Viver na Quente Incerteza

Lá fora tudo se derrete
À sombra de um sol que funde,
Com a luz que lhe compete.
Ninguém evita que se afunde
A massa pastosa da outrora sólida
Estrutura, agora flácida e estólida.

A ruina é incerta.
A queda variável.
Surge uma aberta
Pouco ou nada viável.
À falta de alternativa
Prossegue a comitiva,
Na esperança de encontrar
As bases sólidas onde fundear.

No exterior teme-se a altura.
No interior teme-se a ruina da pedra.
Junto à terra foge-se à abertura
Que do sismo por vezes medra.
Pelo ar corre um vento quente
Errante que seca e mirra a mente.

A segurança desapareceu,
A ilusão desfaleceu.
Mas ficámos mais fortes na fraqueza.
Voltámos à primordial rudeza.
Voltámos a ser sobreviventes na incerteza!

Famílias paralelas (paradoxais)

O pai, conservador, tinha um caso com um homem. A mãe, feminista, comprovava que, mais que tudo, gostava de mulheres. Os filhos, em segredo, fizeram-se adotar por 2 país e 2 mães.

O consciente medo da sabedoria arrogante


Dou a volta à minha fortaleza,
Com a minha arrogância de realeza,
Observo das frestas à distância.
Tudo continua imundo em constância.
Lá continuam na ignorância do comer,
Alimentam-se só porque tem de ser.
Beber sem satisfazer uma sede de saber,
Desse desconhecido não tiram prazer.

Tão voraz como os demais,
Alimento-me sem comensais.
Não deixo ninguém chegar perto,
Atras da muralha. Fico no deserto
Da companhia de mim mesmo,
Sempre o mesmo próprio esmo.
Mas não subsisto sem o alheio,
Quer seja de superfície ou recheio.
Sou hipócrita no forte que me abriga,
Sou incoerente  por evitar o ataque e briga.

Alimento-me daquilo que gosto
Longe de estar justaposto ou exposto.
Como sem maneiras nem galanteias
De o partilhar com as assembleias.
Sou um nobre mordaz e arrogante
Que critica de escudo acutilante.
Mas pelo menos sei que sou assim
Um sem fim consciente de mim.
Para sempre viveria no castelo
Feito de ilusões onde me aquartelo.
Dos que diminuo uso para comparação
Alimentando a ilusão da dominação.

Espero que nunca me destronem,
Que nunca fraco me encontrem,
Pois não saberia viver de outro modo.
Não saberia viver em comunidade,
Não conseguiria viver sem a identidade
De me enganar, em jeito de vaidade,
Com o meu superior saber de superioridade.

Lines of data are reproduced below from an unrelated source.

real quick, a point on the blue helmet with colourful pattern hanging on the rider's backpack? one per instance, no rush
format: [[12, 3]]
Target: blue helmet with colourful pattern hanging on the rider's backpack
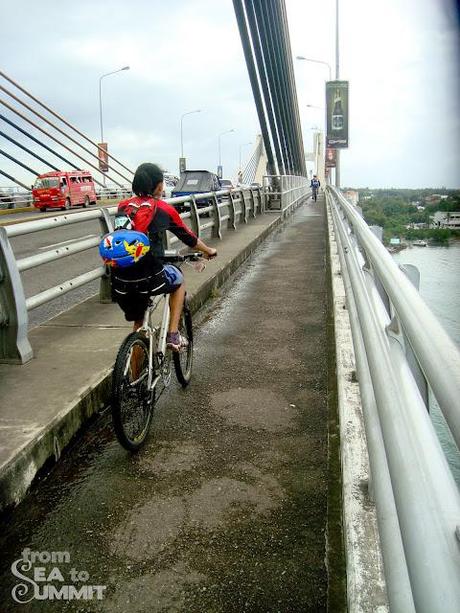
[[123, 248]]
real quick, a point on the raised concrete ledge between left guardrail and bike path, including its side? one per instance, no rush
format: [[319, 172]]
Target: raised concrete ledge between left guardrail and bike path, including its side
[[44, 402]]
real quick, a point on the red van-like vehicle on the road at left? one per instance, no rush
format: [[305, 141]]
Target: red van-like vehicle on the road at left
[[62, 190]]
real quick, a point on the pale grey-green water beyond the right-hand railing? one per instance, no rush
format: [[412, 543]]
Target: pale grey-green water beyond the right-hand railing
[[440, 288]]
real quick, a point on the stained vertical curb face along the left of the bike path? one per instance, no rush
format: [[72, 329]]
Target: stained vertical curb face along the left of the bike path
[[45, 448]]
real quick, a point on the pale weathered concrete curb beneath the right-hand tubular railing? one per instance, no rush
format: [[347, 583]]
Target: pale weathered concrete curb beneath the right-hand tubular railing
[[366, 587]]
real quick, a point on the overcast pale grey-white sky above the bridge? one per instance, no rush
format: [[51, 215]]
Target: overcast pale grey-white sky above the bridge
[[400, 56]]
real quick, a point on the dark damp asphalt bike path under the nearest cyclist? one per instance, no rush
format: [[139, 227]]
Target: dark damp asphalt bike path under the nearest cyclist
[[225, 508]]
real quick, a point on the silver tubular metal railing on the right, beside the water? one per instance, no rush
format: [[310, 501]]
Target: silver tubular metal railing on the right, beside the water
[[399, 347]]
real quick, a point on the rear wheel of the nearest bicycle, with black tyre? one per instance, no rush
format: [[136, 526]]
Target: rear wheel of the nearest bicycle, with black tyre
[[132, 401]]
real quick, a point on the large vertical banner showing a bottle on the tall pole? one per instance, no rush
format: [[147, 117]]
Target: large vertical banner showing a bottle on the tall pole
[[337, 114]]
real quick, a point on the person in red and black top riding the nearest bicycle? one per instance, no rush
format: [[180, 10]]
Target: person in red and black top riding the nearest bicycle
[[132, 286]]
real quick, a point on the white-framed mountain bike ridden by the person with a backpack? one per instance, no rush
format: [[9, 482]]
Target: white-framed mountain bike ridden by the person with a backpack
[[143, 362]]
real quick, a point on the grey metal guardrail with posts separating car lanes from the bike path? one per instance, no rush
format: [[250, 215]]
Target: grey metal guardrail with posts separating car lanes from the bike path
[[226, 209]]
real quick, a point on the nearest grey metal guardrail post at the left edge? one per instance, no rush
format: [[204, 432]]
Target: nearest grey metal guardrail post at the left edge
[[14, 343]]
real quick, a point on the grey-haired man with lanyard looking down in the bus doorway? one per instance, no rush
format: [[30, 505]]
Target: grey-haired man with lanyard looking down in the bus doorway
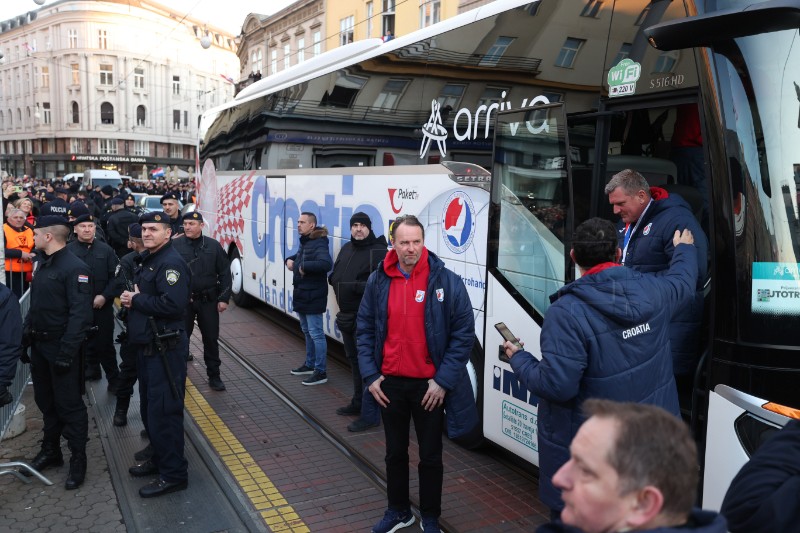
[[649, 217]]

Talvez um dia encontre a paz interna
Para me fazer abrir as portas e caserna.
Talvez um dia derrube as torres e muralhas,
Encha o fosso e reutilize pedras com talhas.
Se nas demolições por cá ficar sepultado
Talvez um dia seja por quem critico amado.
Eu próprio comia sem odre o putrefacto
Para me tornar mais vazio. Correria pelo mato!
Mas só o faria se soubesse que a humildade
Verdadeiramente realizasse a humanidade.